Simulated data aggregator supporting intelligent decision in computer vision components

ID	WP4-39
Contributor	HI-IBERIA
Levels	Functional
Require	AirSim built on Unreal Engine
Provide	Simulator-based data aggregator built over AirSim generating high amounts of training data (RGB images) to support any computer vision component for intelligent decision in drones.
Input	Simulation scenario parameters: Digital terrain model imported in Unreal plugin (optional, but recommendable) Objects to be detected in CAD format (Traffic signs in CAD format) Drone configuration parameters in JSON format: Vision angle Inclination Viewing depth Flight height
Output	Simulated RGB images (or point-cloud as a flat array of floats)
C4D building block	(Simulated) Data Acquisition
TRL	6
Contact	dfuentes at hi-iberia.es

Detailed Description

Computer vision is a significant driver in the new era of drone applications, but developing and testing computer vision components for drones in real world is an expensive and time-consuming process. This issue is further exacerbated by the fact that drones are often unsafe and expensive to operate during the training phase. Additionally, one of the key challenges with these techniques is the high sample complexity - the amount of training data needed to learn useful behaviors is often prohibitively high, but in fact, it is needed to collect a large amount of annotated training data in a variety of conditions and environments in order to utilize recent advances in machine intelligence and deep learning. This unfortunately involves not only developing the proposed ML algorithms but also requires vast amounts of time dedicated for the development of an infrastructure able to generate training models in a variety of environments. Consequently, the design, deployment, and evaluation of computer vision components for drones becomes a complex and costly endeavor for researchers and engineers, since it requires the exploration of multiple conditions and parameters through repeatable and controllable experiments.

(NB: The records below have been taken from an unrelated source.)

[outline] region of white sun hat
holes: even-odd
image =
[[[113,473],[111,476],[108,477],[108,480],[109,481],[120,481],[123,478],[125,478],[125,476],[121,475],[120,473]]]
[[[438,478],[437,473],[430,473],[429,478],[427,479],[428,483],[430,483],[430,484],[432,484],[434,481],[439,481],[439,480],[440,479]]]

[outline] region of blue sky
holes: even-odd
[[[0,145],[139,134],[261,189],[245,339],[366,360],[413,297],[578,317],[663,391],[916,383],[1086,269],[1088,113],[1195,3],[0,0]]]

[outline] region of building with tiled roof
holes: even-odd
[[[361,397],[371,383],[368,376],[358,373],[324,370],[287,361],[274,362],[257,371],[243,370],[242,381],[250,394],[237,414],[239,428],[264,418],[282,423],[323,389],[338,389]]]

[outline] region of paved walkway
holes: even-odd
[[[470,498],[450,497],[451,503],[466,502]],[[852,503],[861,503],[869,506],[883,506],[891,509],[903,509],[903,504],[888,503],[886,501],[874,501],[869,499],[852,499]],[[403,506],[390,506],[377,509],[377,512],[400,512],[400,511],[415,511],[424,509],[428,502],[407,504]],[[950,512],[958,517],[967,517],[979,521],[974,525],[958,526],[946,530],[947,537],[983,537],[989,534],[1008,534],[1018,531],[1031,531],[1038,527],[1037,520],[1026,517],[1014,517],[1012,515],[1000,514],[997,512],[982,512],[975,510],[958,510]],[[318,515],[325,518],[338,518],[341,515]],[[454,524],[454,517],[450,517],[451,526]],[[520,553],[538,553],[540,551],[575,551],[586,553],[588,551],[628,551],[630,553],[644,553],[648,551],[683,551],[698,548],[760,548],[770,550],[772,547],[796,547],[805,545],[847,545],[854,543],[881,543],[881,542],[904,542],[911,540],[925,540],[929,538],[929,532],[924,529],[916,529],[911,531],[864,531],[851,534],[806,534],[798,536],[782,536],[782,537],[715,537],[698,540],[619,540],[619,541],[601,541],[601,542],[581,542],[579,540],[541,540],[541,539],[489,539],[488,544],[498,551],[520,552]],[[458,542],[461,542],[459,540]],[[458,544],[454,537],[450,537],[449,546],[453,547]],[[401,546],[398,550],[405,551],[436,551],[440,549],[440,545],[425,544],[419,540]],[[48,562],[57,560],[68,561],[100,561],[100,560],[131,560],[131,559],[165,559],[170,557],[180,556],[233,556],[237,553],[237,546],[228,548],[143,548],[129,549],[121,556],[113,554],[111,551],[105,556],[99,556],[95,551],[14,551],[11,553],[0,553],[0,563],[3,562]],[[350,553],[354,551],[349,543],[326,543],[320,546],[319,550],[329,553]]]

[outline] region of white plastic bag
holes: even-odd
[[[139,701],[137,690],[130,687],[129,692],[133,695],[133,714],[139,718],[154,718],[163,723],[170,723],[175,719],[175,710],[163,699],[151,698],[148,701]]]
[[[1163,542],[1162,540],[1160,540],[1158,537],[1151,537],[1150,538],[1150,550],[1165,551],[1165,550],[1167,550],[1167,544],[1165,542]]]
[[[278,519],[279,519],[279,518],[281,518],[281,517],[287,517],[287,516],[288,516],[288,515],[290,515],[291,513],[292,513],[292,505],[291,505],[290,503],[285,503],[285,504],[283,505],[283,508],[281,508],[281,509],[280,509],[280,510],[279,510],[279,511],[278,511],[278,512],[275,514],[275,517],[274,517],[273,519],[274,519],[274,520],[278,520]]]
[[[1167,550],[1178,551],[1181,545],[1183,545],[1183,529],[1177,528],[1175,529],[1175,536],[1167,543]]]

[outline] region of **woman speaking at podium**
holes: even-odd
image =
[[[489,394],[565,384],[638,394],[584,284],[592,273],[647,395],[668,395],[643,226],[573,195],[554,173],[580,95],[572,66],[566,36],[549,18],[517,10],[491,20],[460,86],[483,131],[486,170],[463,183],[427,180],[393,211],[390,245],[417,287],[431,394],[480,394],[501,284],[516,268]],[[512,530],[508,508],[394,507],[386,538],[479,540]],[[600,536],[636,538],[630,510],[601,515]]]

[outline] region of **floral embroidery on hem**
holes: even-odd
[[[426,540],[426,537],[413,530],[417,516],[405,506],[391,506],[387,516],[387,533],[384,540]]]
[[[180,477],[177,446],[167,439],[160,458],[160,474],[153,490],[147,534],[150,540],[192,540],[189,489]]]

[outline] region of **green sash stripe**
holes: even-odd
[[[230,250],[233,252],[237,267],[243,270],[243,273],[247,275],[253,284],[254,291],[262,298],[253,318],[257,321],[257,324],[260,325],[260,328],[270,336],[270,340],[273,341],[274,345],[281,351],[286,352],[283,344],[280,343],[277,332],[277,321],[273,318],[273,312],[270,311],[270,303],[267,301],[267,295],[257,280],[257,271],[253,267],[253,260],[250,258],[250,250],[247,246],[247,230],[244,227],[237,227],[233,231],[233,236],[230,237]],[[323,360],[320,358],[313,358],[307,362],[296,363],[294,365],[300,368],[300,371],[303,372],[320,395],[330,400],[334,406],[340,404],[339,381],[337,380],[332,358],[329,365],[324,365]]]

In the context of C4D, the proposed component is a simulator-based data aggregator built over AirSim which intends to generate high amounts of training data with the objective of supporting any computer vision component for intelligent decision in drones. This component will allow speeding up the constructive process of a civil infrastructure while saving costs, by reducing the need to perform multiple data collection campaigns to get real training data. Additionally, this component could assess the need of different cameras/sensors (RGB, LIDAR, ...) integrated in the real drone, starting from the simulated clouds of points generated by the component. This would allow detecting which kind of camera could provide more suitable results for the analysis before launching the real drone flight.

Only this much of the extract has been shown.